Natural gas inventories were also drawn down in Europe last winter, followed last spring by unseasonably hot temperatures and greater natural gas demand from the electric power sector. EIA notes that while European natural gas spot prices have historically been lower than spot prices in Asia, this year Europe’s prices are tracking Asia’s spot LNG prices more closely to attract flexible LNG supplies to refill depleted storage volumes.
Although Henry Hub benchmark and U.S. LNG spot market prices have been strong in 2021 relative the past several years, EIA points out that robust U.S. LNG exports are supported by the fact that natural gas in the domestic market remains priced well below international natural gas and spot LNG prices, encouraging exports of U.S. LNG.

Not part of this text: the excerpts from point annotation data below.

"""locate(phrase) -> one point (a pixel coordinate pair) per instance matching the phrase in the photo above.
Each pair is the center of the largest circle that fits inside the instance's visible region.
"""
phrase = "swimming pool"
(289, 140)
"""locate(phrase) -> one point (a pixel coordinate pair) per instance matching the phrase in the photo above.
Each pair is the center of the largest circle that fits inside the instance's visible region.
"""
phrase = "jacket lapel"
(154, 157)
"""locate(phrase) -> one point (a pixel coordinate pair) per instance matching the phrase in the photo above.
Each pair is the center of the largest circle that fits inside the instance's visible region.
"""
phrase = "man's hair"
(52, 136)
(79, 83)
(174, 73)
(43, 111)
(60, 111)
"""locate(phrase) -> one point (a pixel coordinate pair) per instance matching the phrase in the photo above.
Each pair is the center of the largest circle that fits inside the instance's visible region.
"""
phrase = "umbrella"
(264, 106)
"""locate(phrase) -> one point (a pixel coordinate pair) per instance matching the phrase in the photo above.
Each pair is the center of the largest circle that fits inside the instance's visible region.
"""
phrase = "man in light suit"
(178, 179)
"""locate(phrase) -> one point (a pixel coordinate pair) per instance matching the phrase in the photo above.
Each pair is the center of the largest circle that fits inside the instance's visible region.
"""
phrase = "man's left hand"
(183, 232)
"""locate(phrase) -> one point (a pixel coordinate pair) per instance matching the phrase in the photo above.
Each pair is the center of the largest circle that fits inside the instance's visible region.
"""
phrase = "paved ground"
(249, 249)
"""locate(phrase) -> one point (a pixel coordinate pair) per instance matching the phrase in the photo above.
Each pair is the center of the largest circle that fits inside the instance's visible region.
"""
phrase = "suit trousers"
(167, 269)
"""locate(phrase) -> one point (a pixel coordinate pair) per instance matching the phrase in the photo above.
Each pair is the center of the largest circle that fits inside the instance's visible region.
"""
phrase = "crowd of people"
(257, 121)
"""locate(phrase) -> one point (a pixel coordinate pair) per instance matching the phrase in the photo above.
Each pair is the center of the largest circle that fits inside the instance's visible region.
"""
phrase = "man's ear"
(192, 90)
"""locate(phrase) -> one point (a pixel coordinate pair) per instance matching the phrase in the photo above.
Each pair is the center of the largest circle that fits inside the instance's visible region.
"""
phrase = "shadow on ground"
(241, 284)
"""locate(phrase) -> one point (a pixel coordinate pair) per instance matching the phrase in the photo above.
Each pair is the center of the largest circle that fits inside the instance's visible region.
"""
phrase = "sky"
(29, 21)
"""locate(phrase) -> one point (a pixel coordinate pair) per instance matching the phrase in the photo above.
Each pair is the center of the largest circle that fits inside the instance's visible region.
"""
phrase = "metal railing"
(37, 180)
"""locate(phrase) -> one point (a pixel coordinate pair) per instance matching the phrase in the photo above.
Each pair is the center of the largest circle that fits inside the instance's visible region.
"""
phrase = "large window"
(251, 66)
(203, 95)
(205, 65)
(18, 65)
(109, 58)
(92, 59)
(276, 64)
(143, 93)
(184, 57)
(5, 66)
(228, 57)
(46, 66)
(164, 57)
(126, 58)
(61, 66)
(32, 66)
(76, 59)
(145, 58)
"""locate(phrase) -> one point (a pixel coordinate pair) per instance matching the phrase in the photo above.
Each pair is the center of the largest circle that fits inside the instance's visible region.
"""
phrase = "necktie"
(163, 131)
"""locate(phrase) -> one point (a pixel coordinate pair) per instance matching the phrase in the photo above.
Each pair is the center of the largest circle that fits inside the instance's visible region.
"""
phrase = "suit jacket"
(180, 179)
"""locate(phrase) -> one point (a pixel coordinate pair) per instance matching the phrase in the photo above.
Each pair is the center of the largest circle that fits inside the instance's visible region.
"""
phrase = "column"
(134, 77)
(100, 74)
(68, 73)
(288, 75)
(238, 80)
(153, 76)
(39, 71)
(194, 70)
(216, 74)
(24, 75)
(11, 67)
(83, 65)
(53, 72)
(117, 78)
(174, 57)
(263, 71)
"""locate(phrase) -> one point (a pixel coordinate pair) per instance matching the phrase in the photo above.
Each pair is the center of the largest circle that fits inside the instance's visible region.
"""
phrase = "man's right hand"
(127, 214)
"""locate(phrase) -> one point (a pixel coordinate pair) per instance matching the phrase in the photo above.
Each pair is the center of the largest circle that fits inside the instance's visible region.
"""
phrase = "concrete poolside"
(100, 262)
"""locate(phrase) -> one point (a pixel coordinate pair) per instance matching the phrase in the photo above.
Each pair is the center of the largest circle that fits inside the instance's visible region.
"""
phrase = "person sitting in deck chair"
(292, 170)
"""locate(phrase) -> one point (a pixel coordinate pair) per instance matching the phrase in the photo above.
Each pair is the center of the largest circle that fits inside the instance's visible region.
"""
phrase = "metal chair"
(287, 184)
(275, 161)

New domestic liquefaction capacity that came online over the past several months is making the increased volumes possible. In 2020, the final liquefaction trains were commissioned at Freeport, Cameron, and Corpus Christi, and the remaining smaller-scale units were placed in service at Elba Island. The new units increased total U.S. LNG export capacity by a combined 2.7 Bcf/d for a total peak capacity of 10.8 Bcf/d.
Similar to last year, Asia remained the top destination for U.S. LNG exports through the first five months of 2021, accounting for 46% of the total. Europe was second, with a five-month average share of 37%. Exports to Latin America also increased. “We expect LNG exports to remain at high levels in the remaining months of this year,” EIA concludes.